The apparent failure of a North Korean missile launch on Sunday seems to have allowed the threat of a catastrophic war to recede. Neither President Donald Trump nor Kim Jong-un has backed down, yet neither has been forced into delivering on his threats. This may have been the best possible outcome of the crisis in the short term, but it was a remission, not a cure. The underlying and apparently insoluble conflict remains and there is little sign of the kind of clear and careful thinking on either side which will be needed to scale it down. The North Korean regime is a ruthless tyranny with a clear aim in view, while Mr Trump is vainglorious, sentimental and unpredictable. Both sides have been hooting and bellowing at each other in a manner foreign to diplomacy: a North Korean general boasted on Saturday that his country could defeat all its enemies so that there would be nothing left even to sign a ceasefire, while Mr Trump tweeted last week that “North Korea is looking for trouble.

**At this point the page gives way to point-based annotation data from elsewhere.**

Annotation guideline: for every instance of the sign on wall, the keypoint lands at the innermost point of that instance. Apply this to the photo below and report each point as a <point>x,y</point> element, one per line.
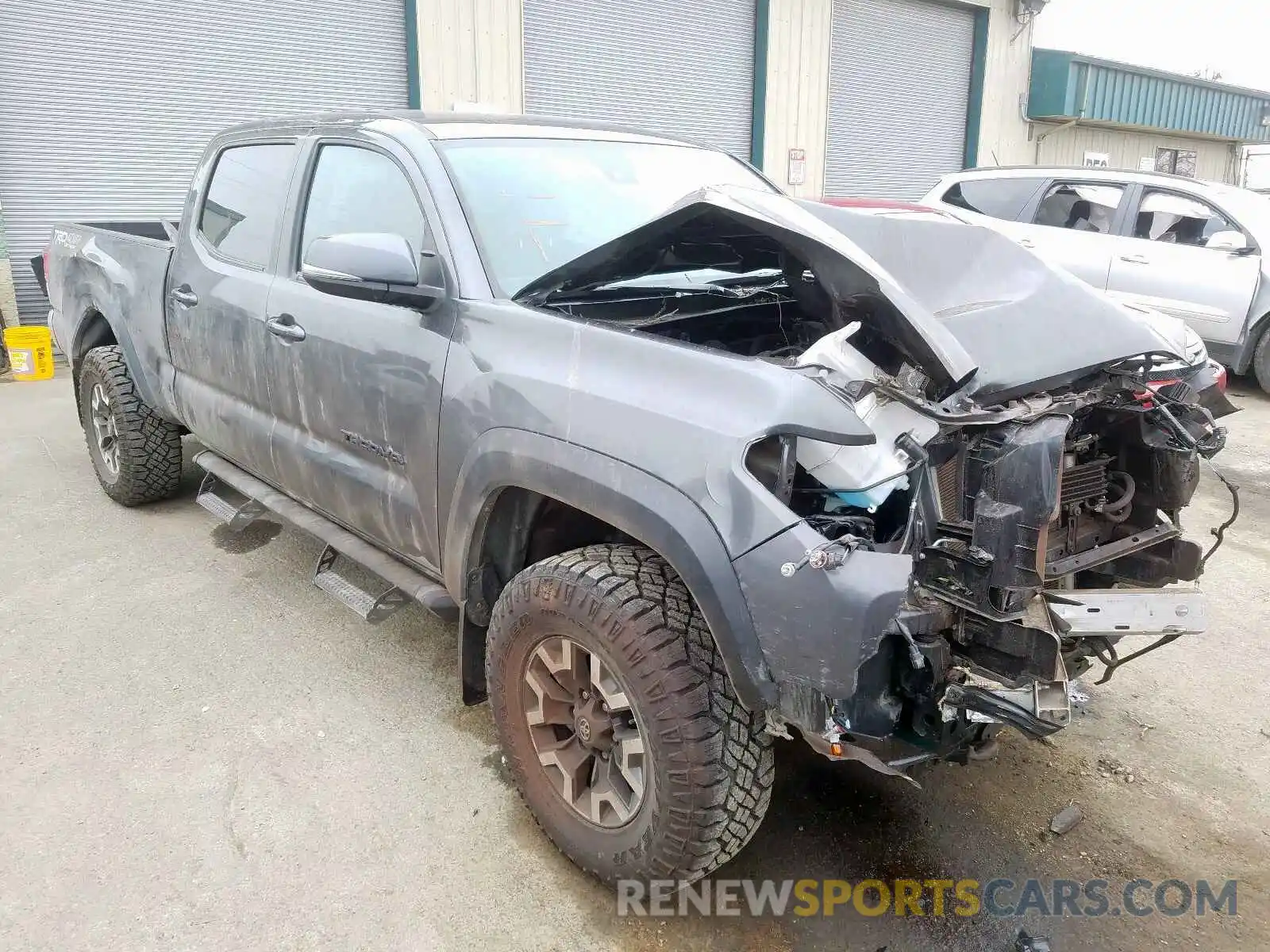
<point>797,171</point>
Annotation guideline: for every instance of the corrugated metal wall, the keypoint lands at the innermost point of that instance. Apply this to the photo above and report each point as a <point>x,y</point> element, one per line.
<point>1126,149</point>
<point>470,54</point>
<point>657,65</point>
<point>798,90</point>
<point>105,109</point>
<point>899,84</point>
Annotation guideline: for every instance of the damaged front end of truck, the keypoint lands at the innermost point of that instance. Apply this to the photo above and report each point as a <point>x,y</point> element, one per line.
<point>1018,513</point>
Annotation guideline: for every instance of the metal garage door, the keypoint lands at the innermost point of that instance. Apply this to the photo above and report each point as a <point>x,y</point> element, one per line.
<point>106,107</point>
<point>685,70</point>
<point>899,84</point>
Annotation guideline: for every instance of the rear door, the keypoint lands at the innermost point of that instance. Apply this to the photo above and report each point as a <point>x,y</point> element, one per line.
<point>217,290</point>
<point>1072,224</point>
<point>359,397</point>
<point>1162,260</point>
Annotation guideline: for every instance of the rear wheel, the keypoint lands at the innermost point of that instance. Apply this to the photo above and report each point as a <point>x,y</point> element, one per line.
<point>619,724</point>
<point>135,452</point>
<point>1261,361</point>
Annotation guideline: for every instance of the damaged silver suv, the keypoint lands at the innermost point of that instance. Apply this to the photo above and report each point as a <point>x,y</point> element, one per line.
<point>691,463</point>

If China decides to help, that would be great. If not, we will solve the problem without them! U.S.A.” There was a time when we asked whether the president of the USA could be trusted with his finger on the nuclear button. Now we have to worry as well whether he can be trusted with a mobile phone. North Korea won’t start a war because of one of his provocative tweets, but it might well respond with a counter provocation which he felt he could not ignore. All the choices open to him then would be bad.
This has been clear since 1994, when the Clinton administration considered a pre-emptive war with North Korea. The CIA war-gamed the consequences, and concluded that even a conventional war might lead to a million deaths in South Korea after an air strike had taken out the North Korean facilities. The arithmetic looks much worse now. The North Koreans have nuclear weapons and may have the means to deliver them at least as far away as Japan. Even if all of them were eliminated there remains a ferocious conventional arsenal at the disposal of the leadership, which has not grown any less dangerous since 1994. All of these estimates are shrouded in uncertainty, as everything about North Korea must be, including the size and location of its nuclear armament. We don’t even know whether they have nuclear missiles: they have the missiles and they have the bombs, but to put them together into reliable weapons in the face of vigorous American cyber-sabotage involves further technical challenges which may not have been met. But even hypothetical missiles have proved a powerful deterrent. To unleash them would ensure a terrible retaliation, fatal for the country as well as the regime, but if it were losing a conventional war the regime might feel it had nothing to lose and that it might as well take down as much and as many enemies as it could. So there is no reasonable case for the use of force against Pyongyang except as a very last resort. Mr Trump will by now have been told very forcefully by his own advisers as well, perhaps, as by China’s Xi Jinping, that there is no cheap demonstration of US power available here, and perhaps no effective one either.
A war, then, would be the worst possible outcome to this crisis. It would cause unimaginable devastation and suffering and disrupt the world economy, which is now so tightly interlinked around the globe. That does not mean there is a best outcome but there may be a least worst. North Korea will not give up its nuclear deterrent. Every time the Americans bomb another country, the case for its weapon is strengthened in the eyes of Pyongyang. But it just might be persuaded to agree to some kind of deal which would freeze the programme in exchange for supplies of all that the country desperately needs. This is not ideal. It would need China’s cooperation. Both sides would try to cheat and neither could trust the other for a moment. Nonetheless, to quote Winston Churchill, whom Mr Trump believes he emulates, jaw-jaw is better than war-war.